Odd question -- if we managed to free half the extents mentioned in an
EFI before hitting -EAGAIN, then efdp->efd_next_extent should already be
half of efip->efi_format.efi_nextents, right?

I suppose it's duplicative (or maybe just careful) to recopy the entire
thing... but maybe that doesn't even really matter since no modern xlog
code actually pays attention to what's in the EFD aside from the ID
number.


> +}
> +
>  /*
>   * Free an extent and log it to the EFD. Note that the transaction is marked
>   * dirty regardless of whether the extent free succeeds or fails to support the
> @@ -378,6 +401,17 @@ xfs_trans_free_extent(
>  	tp->t_flags |= XFS_TRANS_DIRTY | XFS_TRANS_HAS_INTENT_DONE;
>  	set_bit(XFS_LI_DIRTY, &efdp->efd_item.li_flags);
>  
> +	/*
> +	 * If we need a new transaction to make progress, the caller will log a
> +	 * new EFI with the current contents.
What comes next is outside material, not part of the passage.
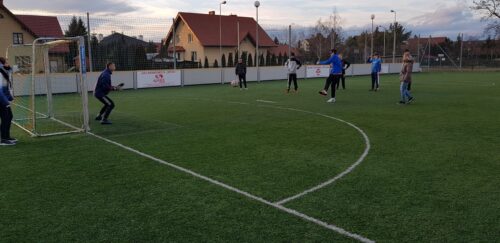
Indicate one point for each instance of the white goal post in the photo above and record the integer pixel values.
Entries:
(50, 86)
It will also log an EFD to cancel
> +	 * the existing EFI, and so we need to copy all the unprocessed extents
> +	 * in this EFI to the EFD so this works correctly.
> +	 */
> +	if (error == -EAGAIN) {
> +		xfs_efd_from_efi(efdp);
> +		return error;
> +	}
> +
>  	next_extent = efdp->efd_next_extent;
>  	ASSERT(next_extent < efdp->efd_format.efd_nextents);
>  	extp = &(efdp->efd_format.efd_extents[next_extent]);
> @@ -495,6 +529,13 @@ xfs_extent_free_finish_item(
>  
>  	error = xfs_trans_free_extent(tp, EFD_ITEM(done), xefi);
>  
> +	/*
> +	 * Don't free the XEFI if we need a new transaction to complete
> +	 * processing of it.
> +	 */
> +	if (error == -EAGAIN)
> +		return error;
> +
>  	xfs_extent_free_put_group(xefi);
>  	kmem_cache_free(xfs_extfree_item_cache, xefi);
>  	return error;
> @@ -620,6 +661,7 @@ xfs_efi_item_recover(
>  	struct xfs_trans		*tp;
>  	int				i;
>  	int				error = 0;
> +	bool				requeue_only = false;
>  
>  	/*
>  	 * First check the validity of the extents described by the
> @@ -652,9 +694,25 @@ xfs_efi_item_recover(
>  		fake.xefi_startblock = extp->ext_start;
>  		fake.xefi_blockcount = extp->ext_len;
>  
> -		xfs_extent_free_get_group(mp, &fake);
> -		error = xfs_trans_free_extent(tp, efdp, &fake);
> -		xfs_extent_free_put_group(&fake);
> +		if (!requeue_only) {
> +			xfs_extent_free_get_group(mp, &fake);
> +			error = xfs_trans_free_extent(tp, efdp, &fake);
> +			xfs_extent_free_put_group(&fake);
> +		}
> +
> +		/*
> +		 * If we can't free the extent without potentially deadlocking,
> +		 * requeue the rest of the extents to a new so that they get
> +		 * run again later with a new transaction context.
> +		 */
> +		if (error == -EAGAIN || requeue_only) {
> +			xfs_free_extent_later(tp, fake.xefi_startblock,
> +				fake.xefi_blockcount, &XFS_RMAP_OINFO_ANY_OWNER);

Shouldn't we check the return value of xfs_free_extent_later now?
I think we already did that above, but since you just plumbed in the
extra checks, we ought to use it. :)

(Also the indenting here isn't the usual two tabs)

Aside from that everything looks in order here.

--D

> +			requeue_only = true;
> +			error = 0;
> +			continue;
> +		};
> +
>  		if (error == -EFSCORRUPTED)
>  			XFS_CORRUPTION_ERROR(__func__, XFS_ERRLEVEL_LOW, mp,
>  					extp, sizeof(*extp));
> -- 
> 2.40.1
>